Two, the government started to address some of the more shocking environmental disasters. The intensity of coal-burning in making electricity, for instance, is being reduced.

The bad news?

“The downside is that the big stimulus cut across the market sector and reinforced the role of the state in the economy,” Garnaut concludes.

In other words, China’s progress from a state-dominated economy to a flexible market-dominated one halted, and went backward.

“It cuts across the good intentions of deepening the role of markets in allocating resources,” says Garnaut.

Investment now equals about half of China’s annual output, the biggest proportion in recorded economic history, with the exception of a brief period in Singapore, says Garnaut.

Investment itself is not a bad thing; unproductive investment that stiffens the state sector at the expense of the market is.

Garnaut fears that China’s current slowdown might panic the government into yet another big wave of stimulus. That might hold up the growth rate, but “with the emphasis again on indiscriminate state-connected expansion”, reinforcing the problem with the structure.
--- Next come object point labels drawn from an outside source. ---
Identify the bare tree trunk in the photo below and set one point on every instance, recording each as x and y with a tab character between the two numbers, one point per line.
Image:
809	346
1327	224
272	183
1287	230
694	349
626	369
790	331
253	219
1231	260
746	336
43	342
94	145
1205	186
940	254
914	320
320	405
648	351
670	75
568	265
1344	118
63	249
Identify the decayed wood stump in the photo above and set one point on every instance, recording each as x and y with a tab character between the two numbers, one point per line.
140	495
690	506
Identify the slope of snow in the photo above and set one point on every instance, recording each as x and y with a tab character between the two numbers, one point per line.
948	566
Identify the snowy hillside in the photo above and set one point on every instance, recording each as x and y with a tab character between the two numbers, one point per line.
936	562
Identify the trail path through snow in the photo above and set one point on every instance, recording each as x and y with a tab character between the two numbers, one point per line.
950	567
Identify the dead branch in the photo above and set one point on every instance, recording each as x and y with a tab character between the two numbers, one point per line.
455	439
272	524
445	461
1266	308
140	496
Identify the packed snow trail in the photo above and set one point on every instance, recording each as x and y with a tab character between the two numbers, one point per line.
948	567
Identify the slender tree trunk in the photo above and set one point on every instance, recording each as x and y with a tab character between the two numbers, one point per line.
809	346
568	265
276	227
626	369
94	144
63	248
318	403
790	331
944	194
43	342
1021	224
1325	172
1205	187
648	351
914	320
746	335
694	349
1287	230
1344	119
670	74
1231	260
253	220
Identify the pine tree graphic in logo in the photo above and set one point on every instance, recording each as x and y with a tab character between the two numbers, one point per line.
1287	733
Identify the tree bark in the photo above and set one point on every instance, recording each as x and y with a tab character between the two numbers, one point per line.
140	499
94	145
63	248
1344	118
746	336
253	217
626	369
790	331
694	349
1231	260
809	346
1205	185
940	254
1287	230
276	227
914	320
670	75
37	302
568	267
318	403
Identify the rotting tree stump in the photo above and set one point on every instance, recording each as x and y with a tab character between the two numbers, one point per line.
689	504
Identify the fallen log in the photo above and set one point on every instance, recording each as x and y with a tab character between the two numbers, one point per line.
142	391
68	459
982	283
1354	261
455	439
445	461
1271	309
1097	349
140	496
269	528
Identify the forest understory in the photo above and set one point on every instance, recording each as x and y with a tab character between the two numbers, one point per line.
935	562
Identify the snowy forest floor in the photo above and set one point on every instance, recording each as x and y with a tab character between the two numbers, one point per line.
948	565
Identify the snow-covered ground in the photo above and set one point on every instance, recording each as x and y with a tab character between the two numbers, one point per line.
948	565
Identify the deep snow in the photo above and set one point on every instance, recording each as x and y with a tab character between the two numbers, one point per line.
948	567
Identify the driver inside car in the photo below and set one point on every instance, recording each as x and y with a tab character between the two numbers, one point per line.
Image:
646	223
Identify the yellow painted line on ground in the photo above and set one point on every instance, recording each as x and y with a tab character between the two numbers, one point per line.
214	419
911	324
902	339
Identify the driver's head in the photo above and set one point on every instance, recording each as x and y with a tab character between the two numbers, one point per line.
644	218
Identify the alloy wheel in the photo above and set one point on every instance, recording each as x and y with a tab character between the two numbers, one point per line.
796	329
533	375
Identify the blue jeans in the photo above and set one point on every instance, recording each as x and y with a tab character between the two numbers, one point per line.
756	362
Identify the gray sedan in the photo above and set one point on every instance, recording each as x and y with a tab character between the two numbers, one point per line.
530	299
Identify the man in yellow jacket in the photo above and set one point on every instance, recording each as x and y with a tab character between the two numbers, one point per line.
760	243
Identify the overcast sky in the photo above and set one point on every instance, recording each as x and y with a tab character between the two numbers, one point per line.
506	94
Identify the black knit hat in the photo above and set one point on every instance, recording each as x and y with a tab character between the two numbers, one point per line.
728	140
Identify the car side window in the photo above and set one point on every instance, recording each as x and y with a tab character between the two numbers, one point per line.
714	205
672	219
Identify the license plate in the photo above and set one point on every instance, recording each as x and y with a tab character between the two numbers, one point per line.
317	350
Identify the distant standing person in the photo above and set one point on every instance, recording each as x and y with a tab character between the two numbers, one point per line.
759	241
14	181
“The leadership under Xi Jinping has the right reform agenda, but it’s easier said than done” as powerful interests resist restructuring.

The ferocity of the anti-corruption campaign illustrates the power struggle that’s under way, as well as the government’s determination to deliver.

“This doesn’t necessarily mean that China will fail; it is a worrying sign that we need to keep an eye on. We won’t know for a while whether China can overcome it.”

If it can’t, Gordon Chang and all the legions of doomsayers will indeed be shown not to be wrong but just premature.

Peter Hartcher is the international editor.